The below script is formatted as per SQL Server rules - You can change this as per MySQL rules and give it a try -

SELECT 
  P.id,
  P.name,
  PIVOT_METADATA.price,
  PIVOT_METADATA.sku,
  size.name AS size
FROM products P (NOLOCK)

INNER JOIN term_relationships AS tr (NOLOCK)
    ON P.id = tr.object_id

INNER JOIN term_taxonomy AS tt (NOLOCK)
    ON tr.term_taxonomy_id = tt.term_taxonomy_id AND tt.taxonomy = 'size'

INNER JOIN terms AS size (NOLOCK)
    ON tt.term_id = size.term_id

INNER JOIN METADATA (NOLOCK)
    PIVOT
    (
        MAX(value)
        FOR [meta_key] IN (price,sku)
    )AS PIVOT_METADATA
    ON P.id = PIVOT_METADATA.product_id

What I feel could be the bottleneck in your query - You are joining Metadata 2 times. Since there are 1-to-many relationships in your tables, the Metadata 2-join doesn't hurt but after that as you join more tables - the number of rows due to 1-to-many relationship increase - and hence the prformance drops.

What I've tried to achieve - I'm making sure that as many 1-to-1 relationships are fulfilled as possible. To do this, I've done a Pivot on Metadata adn made price & sku as columns. Now my product id shall have only one row in Metadata pivot. alos, I've made sure that I join this picot at the very end.

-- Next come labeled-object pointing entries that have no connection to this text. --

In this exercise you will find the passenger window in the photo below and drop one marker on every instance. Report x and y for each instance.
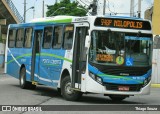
(11, 38)
(28, 38)
(57, 39)
(20, 38)
(68, 37)
(47, 37)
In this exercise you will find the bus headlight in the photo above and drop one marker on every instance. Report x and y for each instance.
(96, 78)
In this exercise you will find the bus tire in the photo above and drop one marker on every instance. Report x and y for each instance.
(66, 91)
(22, 80)
(117, 97)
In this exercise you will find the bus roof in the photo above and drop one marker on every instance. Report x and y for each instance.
(68, 19)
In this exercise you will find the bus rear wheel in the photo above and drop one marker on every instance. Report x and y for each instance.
(117, 97)
(67, 92)
(22, 80)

Give it a try. Please share the expected performance, number of records you have & also what performance you get with my asnwer.



回答6:

METADATA_TABLE and TERM_RELATIONSHIP_TABLE do not have any proimary key. When there are huge records in these tables your query performancy will be hit.

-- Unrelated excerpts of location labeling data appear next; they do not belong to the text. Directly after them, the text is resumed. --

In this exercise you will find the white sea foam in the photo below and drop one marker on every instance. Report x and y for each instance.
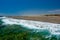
(53, 28)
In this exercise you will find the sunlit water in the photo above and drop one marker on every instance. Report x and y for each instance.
(45, 28)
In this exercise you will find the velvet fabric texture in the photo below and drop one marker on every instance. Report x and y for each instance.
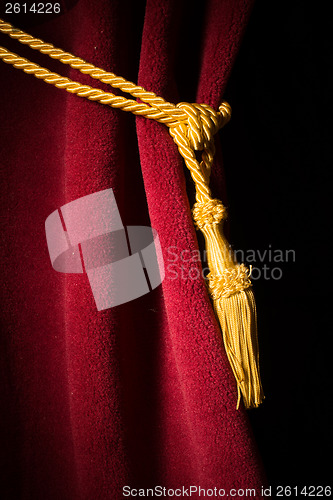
(141, 394)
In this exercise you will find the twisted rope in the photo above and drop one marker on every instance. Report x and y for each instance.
(192, 126)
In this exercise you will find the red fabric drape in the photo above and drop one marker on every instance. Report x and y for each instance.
(141, 394)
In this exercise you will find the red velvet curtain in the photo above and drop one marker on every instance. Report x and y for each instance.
(141, 394)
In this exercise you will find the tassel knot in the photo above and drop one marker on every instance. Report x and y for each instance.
(229, 282)
(209, 212)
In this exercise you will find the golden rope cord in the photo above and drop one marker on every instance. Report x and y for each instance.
(192, 126)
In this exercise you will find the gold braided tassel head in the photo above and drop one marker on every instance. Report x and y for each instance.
(229, 285)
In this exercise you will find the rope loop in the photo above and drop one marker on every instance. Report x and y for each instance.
(209, 212)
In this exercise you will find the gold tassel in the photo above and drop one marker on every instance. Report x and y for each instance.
(230, 289)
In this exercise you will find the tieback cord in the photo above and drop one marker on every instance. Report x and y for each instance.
(192, 127)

Checkpoints to increase your performance.

  1. All tables should have primary key. This is because rows in table will be physically sorted.
  2. For small and queries involving few tables keeping primary key in table would be enough. If you still wish to improve performance, create non-clustered-index for columns such as *object_Id field of term_relationships table* . Non-clustered index should be created for those columns in table which are taking part in join operation.

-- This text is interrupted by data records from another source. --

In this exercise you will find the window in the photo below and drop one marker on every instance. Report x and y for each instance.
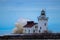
(36, 26)
(40, 27)
(45, 24)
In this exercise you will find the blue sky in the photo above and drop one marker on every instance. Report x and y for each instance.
(11, 10)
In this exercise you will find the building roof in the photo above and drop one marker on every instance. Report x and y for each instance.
(30, 24)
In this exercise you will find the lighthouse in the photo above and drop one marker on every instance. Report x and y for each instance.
(42, 22)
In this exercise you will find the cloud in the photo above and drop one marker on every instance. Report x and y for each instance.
(19, 25)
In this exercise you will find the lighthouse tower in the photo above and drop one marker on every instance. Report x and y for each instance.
(42, 22)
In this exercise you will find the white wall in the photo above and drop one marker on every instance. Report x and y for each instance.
(41, 24)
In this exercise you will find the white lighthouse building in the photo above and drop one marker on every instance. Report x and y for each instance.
(39, 27)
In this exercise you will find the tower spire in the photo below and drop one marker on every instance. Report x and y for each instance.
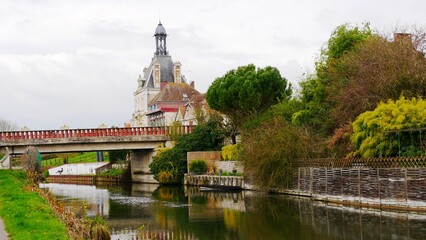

However, point to be noted is that, non-clustered index should be very less on those tables where multiple insert and updates are happening. This is not a simple question and can’t be answered only based on run time. There are other factors that affect the answer especially if environment where a stored procedure is running is heavily transactional.

You can find more here



回答7:

I would suggest those:

  • Consider reducing those joins from business level;
  • If not possible to do from "top"(business level), and the data is not for real time, I would suggest to prepare a memory table(I know the solution is not ideal). And select your data from memory table directly.

In my experience:

  • "joins" is the killer for performance, the bigger your data is, the more pain you will feel;
  • Try to get rid of joins, not try to improve query performance by keeping joins unless you have to. Usually I will try to fix those issues from "top" to "bottom"
  • The last suggestion is if all above don't work. I will consider "map/reduce + fulltext search", if that worth to do.

(Forgive me I didn't provide solution to improve your query performance.)